Menurut Airlangga, pemerintah masih menggodok regulasi sebagai dasar pembentukan KEK sektor keuangan di Bali, yang dirancang untuk mengakomodasi berbagai kebutuhan pendirian pusat keuangan, mulai dari skema pengelolaan hingga fasilitas yang dapat menarik investor global.
Kawasan tersebut juga akan menghadirkan ekosistem knowledge district sebagai lokasi strategis bagi pengembangan KEK sektor keuangan. Knowledge District dirancang untuk membangun ekosistem inovasi terintegrasi dengan mengoptimalkan modal pengetahuan, pendidikan, dan sumber daya manusia sebagai penggerak pertumbuhan ekonomi baru di Bali.
Di kawasa itu juga akan dibangun pusat kewirausahaan dan inovasi, seperti sekolah interkultural ACS Bali serta pengembangan riset lingkungan pesisir melalui International Mangrove Research Center (IMRC).
KEK Kura Kura Bali juga menyiapkan ekosistem pendukung bagi operasional pusat keuangan internasional melalui kehadiran Business Hub yang dirancang sebagai titik temu program Global Blended Finance Alliance (GBFA), business school, serta jalur investasi unggulan di Indonesia.
Ke depan, pengembangan KEK Kura Kura Bali akan dilanjutkan melalui penyelesaian sejumlah proyek strategis pada tahun 2026. Hingga Triwulan I 2026, KEK Kura Kura Bali mencatat realisasi investasi sebesar Rp1,62 triliun dengan penyerapan tenaga kerja mencapai 2.146 orang.
Dalam kunjungan tersebut, Airlangga juga mengunjungi KEK Sanur, lalu meninjau pengembangan ekosistem health tourism. Salah satu fasilitas unggulannya adalah Bali International Hospital (BIH) yang telah beroperasi sejak April 2025 dan menyediakan berbagai layanan spesialis. Hingga Triwulan I 2026, jumlah kunjungan pasien tercatat sebanyak 14.950 orang, terdiri atas 60 persen warga negara asing (WNA) dan 40 persen warga negara Indonesia (WNI).
Fasilitas lainnya adalah The Solitaire Clinic yang dijadwalkan mulai beroperasi tahun ini dengan menghadirkan layanan cosmetic surgery, medical aesthetics, body contouring, hair transplant, serta anti-aging stem cell therapy.
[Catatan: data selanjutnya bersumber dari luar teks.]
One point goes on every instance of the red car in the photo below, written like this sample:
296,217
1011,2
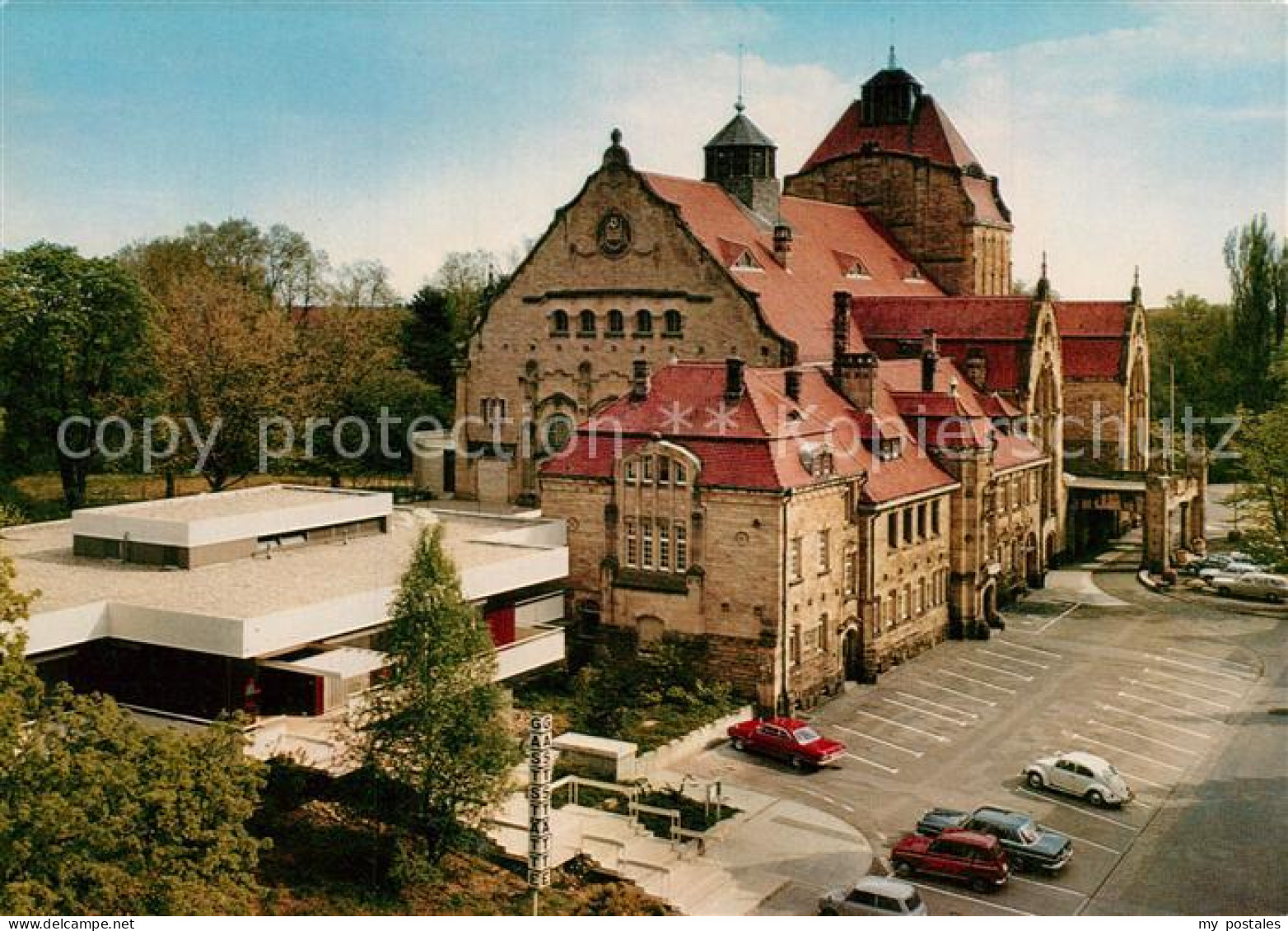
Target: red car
978,859
786,738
Hingga Triwulan I 2026, KEK Sanur mencatat realisasi kumulatif investasi sebesar Rp5,37 triliun, dengan penyerapan tenaga kerja hingga 5.444 orang, serta kunjungan wisatawan sebanyak 279.804 orang.
Adapun, kunjungan kedua KEK ini juga diikuti oleh Menteri Investasi dan Hilirisasi/Kepala Badan Koordinasi Penanaman Modal (BKPM) Rosan Roeslani, serta Chief Operating Officer Danantara Dony Oskaria.